This invention relates to a method and apparatus for thermally tempering glass sheets which are to be subsequently laminated. In particular, it relates to the problem of heating glass sheets of different thicknesses as part of a tempering process while maintaining their surface contours closely matched for subsequent lamination. The sheets are usually bent to their desired shapes in a separate operation prior to tempering.
The use of tempered or laminated glass is widespread in applications were strength and/or safety are of concern. In certain specialized applications, most typically for aircraft glazing, it is desired to fabricate a glass transparency that is both tempered and laminated. In such a case, it is necessary to temper the glass sheets individually and then laminate two or more together with a layer of plastic between each pair of adjacent glass surfaces. Because the thermal tempering process involves heating the glass sheets to a temperature at which slight changes in the shape of the glass can take place, great care must be taken to insure that a pair of glass sheets to be laminated are subjected to nearly identical temperature conditions during tempering so that the curvatures of their mating surfaces remain in close correspondence. Mismatched surfaces can lead to poor quality laminates. In addition, when curved glass sheets having mismatched surfaces are laminated together, lamination imparts to the mismatched portions stresses likely to cause delamination and even breakage of the laminated transparency during service.

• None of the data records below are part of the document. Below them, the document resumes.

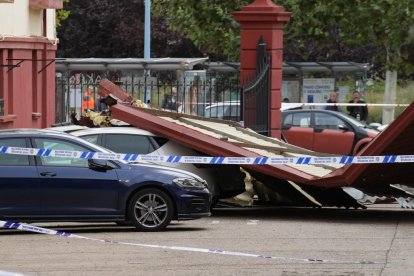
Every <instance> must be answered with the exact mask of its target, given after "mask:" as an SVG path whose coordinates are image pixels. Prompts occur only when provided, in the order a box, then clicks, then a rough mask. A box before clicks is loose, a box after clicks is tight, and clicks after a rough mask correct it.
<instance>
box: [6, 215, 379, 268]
mask: <svg viewBox="0 0 414 276" xmlns="http://www.w3.org/2000/svg"><path fill="white" fill-rule="evenodd" d="M1 227H2V228H6V229H16V230H22V231H28V232H34V233H39V234H45V235H55V236H61V237H66V238H76V239H83V240H90V241H97V242H103V243H109V244H119V245H129V246H140V247H150V248H161V249H169V250H178V251H187V252H198V253H210V254H221V255H231V256H239V257H252V258H261V259H268V260H280V261H299V262H306V263H340V264H374V263H375V262H371V261H341V260H324V259H315V258H309V259H303V258H293V257H276V256H265V255H259V254H251V253H243V252H235V251H226V250H220V249H206V248H196V247H186V246H167V245H156V244H143V243H131V242H118V241H112V240H104V239H96V238H88V237H84V236H80V235H74V234H70V233H67V232H62V231H56V230H51V229H47V228H42V227H38V226H33V225H29V224H24V223H16V222H11V221H2V220H0V228H1Z"/></svg>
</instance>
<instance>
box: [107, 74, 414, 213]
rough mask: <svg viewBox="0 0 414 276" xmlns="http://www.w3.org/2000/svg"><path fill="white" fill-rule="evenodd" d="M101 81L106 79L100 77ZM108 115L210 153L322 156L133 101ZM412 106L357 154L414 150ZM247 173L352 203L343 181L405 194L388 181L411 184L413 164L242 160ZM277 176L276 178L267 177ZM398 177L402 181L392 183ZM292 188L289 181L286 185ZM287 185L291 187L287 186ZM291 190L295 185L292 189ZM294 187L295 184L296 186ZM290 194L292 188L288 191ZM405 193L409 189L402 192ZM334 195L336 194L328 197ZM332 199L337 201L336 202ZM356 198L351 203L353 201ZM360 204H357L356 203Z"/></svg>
mask: <svg viewBox="0 0 414 276" xmlns="http://www.w3.org/2000/svg"><path fill="white" fill-rule="evenodd" d="M104 85H105V82H104ZM111 89H115V91H113V90H108V89H102V90H101V91H103V92H102V93H101V92H100V93H101V95H102V96H104V97H105V96H109V95H111V94H113V95H117V97H118V98H126V97H125V94H126V93H125V92H124V91H122V89H121V88H119V87H115V86H111ZM111 112H112V116H113V117H114V118H116V119H119V120H122V121H125V122H128V123H129V124H131V125H134V126H136V127H140V128H142V129H145V130H148V131H151V132H153V133H156V134H158V135H161V136H164V137H167V138H169V139H172V140H174V141H176V142H179V143H181V144H183V145H185V146H188V147H191V148H193V149H196V150H198V151H200V152H203V153H205V154H207V155H210V156H234V157H237V156H246V157H257V156H267V157H297V156H326V155H327V154H321V153H315V152H312V151H308V150H305V149H301V148H298V147H295V146H292V145H289V144H286V143H284V142H282V141H279V140H277V139H274V138H269V137H265V136H262V135H259V134H257V133H255V132H253V131H252V130H249V129H245V128H243V127H241V126H240V125H239V124H237V123H234V122H230V121H218V120H212V119H207V118H200V117H196V116H191V115H184V114H178V113H172V112H167V111H160V110H152V109H144V108H136V107H132V106H131V103H129V102H126V103H123V104H115V105H114V106H112V107H111ZM413 139H414V106H413V105H411V106H410V107H409V108H407V109H406V111H405V112H403V114H402V115H400V117H399V118H398V119H397V120H395V121H394V122H393V123H392V124H391V125H390V126H389V127H388V128H386V129H385V130H384V131H383V132H382V133H381V134H380V135H378V136H377V137H376V138H375V139H374V140H373V142H371V143H370V144H369V145H367V147H366V148H365V149H364V150H363V151H362V152H361V153H360V154H361V155H381V154H387V155H390V154H394V155H395V154H414V144H412V143H411V141H413ZM243 167H244V168H245V169H246V170H248V171H249V172H252V173H254V174H256V175H257V176H259V177H262V178H263V179H266V180H269V179H270V181H269V182H274V183H277V184H275V187H276V186H279V187H280V183H281V182H280V181H277V179H279V180H285V181H286V182H284V183H288V181H291V182H294V183H296V185H300V186H301V187H303V190H304V191H306V192H307V193H310V194H312V196H314V197H315V198H318V199H319V200H320V201H321V202H324V203H325V205H329V206H331V205H333V206H346V207H350V206H351V207H355V206H357V205H358V204H353V203H352V200H351V199H350V197H349V196H348V195H344V192H343V191H342V189H339V188H341V187H344V186H353V187H357V188H358V189H361V190H363V191H365V192H367V193H370V194H374V195H375V194H377V195H381V194H384V193H388V195H393V196H401V195H403V196H404V191H401V190H398V189H395V188H392V187H390V186H389V184H405V185H407V186H413V185H414V184H413V183H414V181H413V177H412V174H411V171H412V170H413V169H414V164H412V163H409V164H394V165H391V164H369V165H367V164H351V165H346V166H342V165H245V166H243ZM272 178H275V181H273V180H271V179H272ZM395 181H400V183H395ZM290 187H291V188H292V187H293V186H290ZM291 188H289V189H291ZM294 190H295V189H294ZM296 191H297V189H296ZM289 193H291V192H289ZM405 196H407V194H405ZM332 199H335V200H334V201H332ZM335 201H336V202H337V203H338V204H337V205H335ZM354 203H355V202H354ZM358 207H360V206H359V205H358Z"/></svg>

It has now been proposed to laminate together tempered glass sheet of differing thicknesses. But glass sheets of different thicknesses will heat up at different rates under a given set of furnace operating conditions, and therefore their surface contours will tend to diverge from conformity with one another in the tempering process. It is generally not practical, when using conventional massive furnaces used in mass production operations, to alter furnace conditions from one piece to another because of the long time lag usually entailed in altering the furnace conditions. Nor has it been found acceptable to heat thick pieces and thin pieces in separate groups on the same furnace or two different furnaces because of the difficulty of duplicating thermal conditions in two separate furnace campaigns.
Lightweight furnaces have been employed for heating glass sheets in the prior art, such as in U.S. Pat. No. 3,697,243 to Artama and U.S. Pat. No. 3,762,905 to Artama et al., but how such furnaces might be deployed to solve the problem of tempering glass sheets of unequal thickness to be laminated has not been addressed heretofore.
Another substantial body of prior art discloses various glass heating methods involving two stages or more. U.S. Pat. Nos. 3,914,119 and 3,951,634 both disclose methods of reheating glass sheets after bending and prior to tempering, but all the sheets in a given series are of the same thickness and are treated in the same way. U.S. Pat. Nos. 2,198,622; 2,244,113; 3,223,499; 3,406,022; and 3,809,544 disclose various glass heat-treating processes in which the glass articles in each are subjected to different rates of heating at different stages of the process. None deals with the problem of tempering differing thicknesses of glass. U.S. Pat. No. 3,827,872 discloses preheating selected areas of a glass sheet about to be heated and tempered.